With this in mind, I have compiled a list of the pros (+) and cons (-) of leaving the incredibly lucrative career (HA!) of teaching to become a professional writer.

(+) Each day presents me with 24 hours. I can invest or squander them however I wish.

(-) The majority of my friends have regular jobs during the day, so I have no one to hang out with. Some days I tire of my own jokes.

 

(+) No one tells me how I should spend my day.

(-) I miss the camaraderie of a team in a work setting. Occasionally I feel isolated and alone. I enjoy collaborating with others and bouncing ideas off them.

(+) Thankfully, there are people I can email or text or IM on Facebook. They help me talk my way through the fog and come up with a workable premise. They also help me gain perspective during those times when throwing my body under a bus starts to sound like a fantastic idea. These conversations are not as quick or as personal as walking across the hall, but technology certainly makes this a viable option.

 

(-) I have started sleeping later. Some days, embarrassingly late. Two or three hours of productivity can easily be lost.

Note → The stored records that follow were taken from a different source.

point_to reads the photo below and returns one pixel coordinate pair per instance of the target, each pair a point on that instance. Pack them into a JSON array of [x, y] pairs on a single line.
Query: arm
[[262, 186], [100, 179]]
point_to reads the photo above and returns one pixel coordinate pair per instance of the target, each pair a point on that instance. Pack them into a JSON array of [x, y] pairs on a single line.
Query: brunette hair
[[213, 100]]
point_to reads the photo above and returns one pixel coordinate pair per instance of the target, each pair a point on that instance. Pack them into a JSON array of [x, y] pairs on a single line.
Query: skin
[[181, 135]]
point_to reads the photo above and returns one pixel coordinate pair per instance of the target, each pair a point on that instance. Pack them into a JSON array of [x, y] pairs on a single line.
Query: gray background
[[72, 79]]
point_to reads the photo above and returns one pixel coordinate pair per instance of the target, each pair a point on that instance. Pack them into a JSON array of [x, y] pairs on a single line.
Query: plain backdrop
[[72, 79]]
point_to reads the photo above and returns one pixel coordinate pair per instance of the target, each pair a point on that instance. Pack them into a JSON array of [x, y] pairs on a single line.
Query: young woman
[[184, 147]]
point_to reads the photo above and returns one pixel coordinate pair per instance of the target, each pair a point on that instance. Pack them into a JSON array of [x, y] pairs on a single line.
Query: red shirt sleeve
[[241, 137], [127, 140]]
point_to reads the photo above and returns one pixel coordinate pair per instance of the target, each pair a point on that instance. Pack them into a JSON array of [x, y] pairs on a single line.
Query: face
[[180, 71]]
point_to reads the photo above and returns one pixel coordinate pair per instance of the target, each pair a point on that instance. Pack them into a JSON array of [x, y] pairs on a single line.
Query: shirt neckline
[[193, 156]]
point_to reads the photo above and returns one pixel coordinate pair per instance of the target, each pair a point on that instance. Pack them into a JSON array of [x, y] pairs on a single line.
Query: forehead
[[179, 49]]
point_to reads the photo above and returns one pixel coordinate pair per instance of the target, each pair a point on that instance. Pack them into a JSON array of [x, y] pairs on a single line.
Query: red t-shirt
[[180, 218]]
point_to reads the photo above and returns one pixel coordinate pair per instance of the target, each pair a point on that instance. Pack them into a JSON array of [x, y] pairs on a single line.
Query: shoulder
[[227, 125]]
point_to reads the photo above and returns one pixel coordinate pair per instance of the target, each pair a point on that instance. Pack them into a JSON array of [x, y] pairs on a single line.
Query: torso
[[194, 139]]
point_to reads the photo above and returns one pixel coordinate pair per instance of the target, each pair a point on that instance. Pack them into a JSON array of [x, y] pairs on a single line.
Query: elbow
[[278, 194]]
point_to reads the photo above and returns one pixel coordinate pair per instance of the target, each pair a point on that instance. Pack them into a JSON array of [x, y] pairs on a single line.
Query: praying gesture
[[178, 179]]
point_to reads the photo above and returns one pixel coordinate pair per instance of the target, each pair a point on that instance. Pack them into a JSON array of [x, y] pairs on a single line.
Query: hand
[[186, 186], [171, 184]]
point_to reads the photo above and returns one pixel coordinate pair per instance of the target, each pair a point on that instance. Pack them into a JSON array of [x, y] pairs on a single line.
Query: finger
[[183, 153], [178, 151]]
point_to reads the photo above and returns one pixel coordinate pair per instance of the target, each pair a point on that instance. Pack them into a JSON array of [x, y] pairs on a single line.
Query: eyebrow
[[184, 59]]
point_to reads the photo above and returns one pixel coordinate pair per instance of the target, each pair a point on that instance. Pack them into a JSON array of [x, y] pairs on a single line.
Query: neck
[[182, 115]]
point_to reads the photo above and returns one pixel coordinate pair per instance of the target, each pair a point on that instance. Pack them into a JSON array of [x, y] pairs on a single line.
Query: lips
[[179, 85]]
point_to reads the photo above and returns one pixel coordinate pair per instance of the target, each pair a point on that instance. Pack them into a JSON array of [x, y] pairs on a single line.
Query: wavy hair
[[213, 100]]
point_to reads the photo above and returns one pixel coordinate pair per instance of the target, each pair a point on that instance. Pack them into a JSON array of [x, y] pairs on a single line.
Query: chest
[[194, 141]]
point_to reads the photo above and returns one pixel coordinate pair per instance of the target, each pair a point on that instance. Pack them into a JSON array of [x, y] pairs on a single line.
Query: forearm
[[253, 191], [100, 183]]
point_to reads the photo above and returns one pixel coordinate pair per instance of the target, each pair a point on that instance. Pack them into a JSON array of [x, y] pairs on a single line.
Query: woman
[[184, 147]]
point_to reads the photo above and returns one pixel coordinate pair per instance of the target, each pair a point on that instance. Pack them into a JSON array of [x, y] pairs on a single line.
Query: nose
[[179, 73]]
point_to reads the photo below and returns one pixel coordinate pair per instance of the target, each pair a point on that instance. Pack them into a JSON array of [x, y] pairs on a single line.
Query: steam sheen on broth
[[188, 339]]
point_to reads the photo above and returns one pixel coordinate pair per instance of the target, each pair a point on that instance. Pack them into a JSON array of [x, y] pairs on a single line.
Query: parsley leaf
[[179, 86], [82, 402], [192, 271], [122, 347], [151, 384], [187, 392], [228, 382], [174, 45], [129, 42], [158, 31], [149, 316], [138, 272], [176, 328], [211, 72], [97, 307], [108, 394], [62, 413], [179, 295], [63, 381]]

(+) The last two years of my life have been exceptionally stressful. It is nice to Be Still and REST! Restoring my soul now will help me to be more productive in the days to come.

 

(+) I have time to exercise and run. This challenges me. This makes me stronger. When I am physically fit, my mind works better.

(-) This can quickly turn into an excuse to procrastinate in other areas: “Oh, hey, It’s already 11:00. I’ll start on that project/laundry/article after lunch.”

 

(-) I have no money. I know this will improve in time, but as of today, this is a grim reality.

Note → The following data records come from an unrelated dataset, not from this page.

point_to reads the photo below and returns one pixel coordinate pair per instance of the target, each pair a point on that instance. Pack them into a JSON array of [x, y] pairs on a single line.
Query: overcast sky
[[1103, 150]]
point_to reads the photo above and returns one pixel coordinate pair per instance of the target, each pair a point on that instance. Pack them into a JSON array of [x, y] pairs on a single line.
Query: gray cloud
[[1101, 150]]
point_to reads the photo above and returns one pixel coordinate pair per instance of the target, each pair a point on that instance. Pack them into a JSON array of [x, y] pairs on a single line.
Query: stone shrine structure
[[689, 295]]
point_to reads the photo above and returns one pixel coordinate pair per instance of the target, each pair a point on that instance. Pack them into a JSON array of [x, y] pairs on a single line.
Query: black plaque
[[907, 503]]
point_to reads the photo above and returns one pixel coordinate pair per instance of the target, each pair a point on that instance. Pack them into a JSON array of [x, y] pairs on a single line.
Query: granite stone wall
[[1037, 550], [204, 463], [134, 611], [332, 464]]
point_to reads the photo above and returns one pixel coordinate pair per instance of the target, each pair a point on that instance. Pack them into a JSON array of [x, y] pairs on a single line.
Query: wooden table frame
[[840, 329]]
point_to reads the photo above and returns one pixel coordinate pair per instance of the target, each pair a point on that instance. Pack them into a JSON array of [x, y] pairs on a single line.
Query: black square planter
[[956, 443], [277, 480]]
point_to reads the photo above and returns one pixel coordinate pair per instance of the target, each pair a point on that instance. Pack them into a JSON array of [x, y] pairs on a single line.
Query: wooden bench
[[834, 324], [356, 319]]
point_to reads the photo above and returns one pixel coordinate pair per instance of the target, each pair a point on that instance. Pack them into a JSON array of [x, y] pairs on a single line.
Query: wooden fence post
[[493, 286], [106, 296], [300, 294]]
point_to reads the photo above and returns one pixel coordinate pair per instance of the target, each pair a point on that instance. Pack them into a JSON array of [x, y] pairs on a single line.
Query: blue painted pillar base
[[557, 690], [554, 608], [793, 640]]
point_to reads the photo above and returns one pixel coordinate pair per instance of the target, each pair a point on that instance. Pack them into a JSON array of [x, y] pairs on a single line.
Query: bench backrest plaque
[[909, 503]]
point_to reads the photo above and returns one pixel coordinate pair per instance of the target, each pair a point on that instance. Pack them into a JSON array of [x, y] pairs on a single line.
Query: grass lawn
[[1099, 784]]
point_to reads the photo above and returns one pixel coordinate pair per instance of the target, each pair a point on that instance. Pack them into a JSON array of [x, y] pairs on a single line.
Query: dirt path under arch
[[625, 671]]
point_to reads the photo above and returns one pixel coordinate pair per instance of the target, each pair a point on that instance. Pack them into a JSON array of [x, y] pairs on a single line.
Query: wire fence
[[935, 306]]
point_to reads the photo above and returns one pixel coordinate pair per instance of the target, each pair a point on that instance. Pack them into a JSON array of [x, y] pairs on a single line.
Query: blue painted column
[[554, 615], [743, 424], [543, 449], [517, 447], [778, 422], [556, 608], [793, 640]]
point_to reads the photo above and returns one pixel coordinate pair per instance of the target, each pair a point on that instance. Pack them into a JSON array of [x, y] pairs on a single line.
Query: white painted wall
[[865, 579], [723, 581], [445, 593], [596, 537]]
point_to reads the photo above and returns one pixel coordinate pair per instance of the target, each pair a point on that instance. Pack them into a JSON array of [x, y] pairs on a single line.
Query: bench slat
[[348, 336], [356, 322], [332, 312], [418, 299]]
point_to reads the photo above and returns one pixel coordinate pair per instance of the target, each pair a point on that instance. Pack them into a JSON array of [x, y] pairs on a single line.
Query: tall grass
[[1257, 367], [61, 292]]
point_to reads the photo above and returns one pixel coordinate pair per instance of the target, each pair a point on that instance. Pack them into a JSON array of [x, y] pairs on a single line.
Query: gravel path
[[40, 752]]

(+) Since I don’t have a regular job, I am able to participate in ministries that I love and believe in, such as teaching English to refugee women. Their individual stories and cultures are varied, but their needs – language, help understanding life in a new land, and friendship – are universal. And there is a whole melanin rainbow of babies who need my kisses!

 

(+) I have time to write!

(-) It is time to get serious. That whole “I am going to write a book” thing has passed from One Day to NOW. I have done enough talking; it is time for action. And one thing I’ve learned – this is pretty profound; you may want to jot this down – is that words do not write themselves. They require your time and attention and effort. And effort. And effort.

 

(-) Writing requires a great deal of discipline and self-motivation.

(+) I have given myself the luxury of flying by the seat of my pants for several weeks. That’s new territory, but I have enjoyed it. However, now my OCD nature longs for structure. I get more done when I have a definite plan. I feel better when I get more done. That’s a nice loop. This week I am working on establishing “office hours” to bring some order to my day. I love to set goals then cross them off the list once they are accomplished. Even if they are baby steps, each one taken is forward momentum.

So, the honest answer to how I am enjoying this new season of life is that, while it is not perfect, it truly is good. Very, very good. I am struggling with redefining Normal and with choosing the best use of my time on a daily basis. Still, I know that God has entrusted me with Words. This amazing gift is not just for myself, but to strengthen and inform and encourage others. There is much to learn as I hone my skills, and I have no idea where this writer girl journey will lead, but I am excited to find out.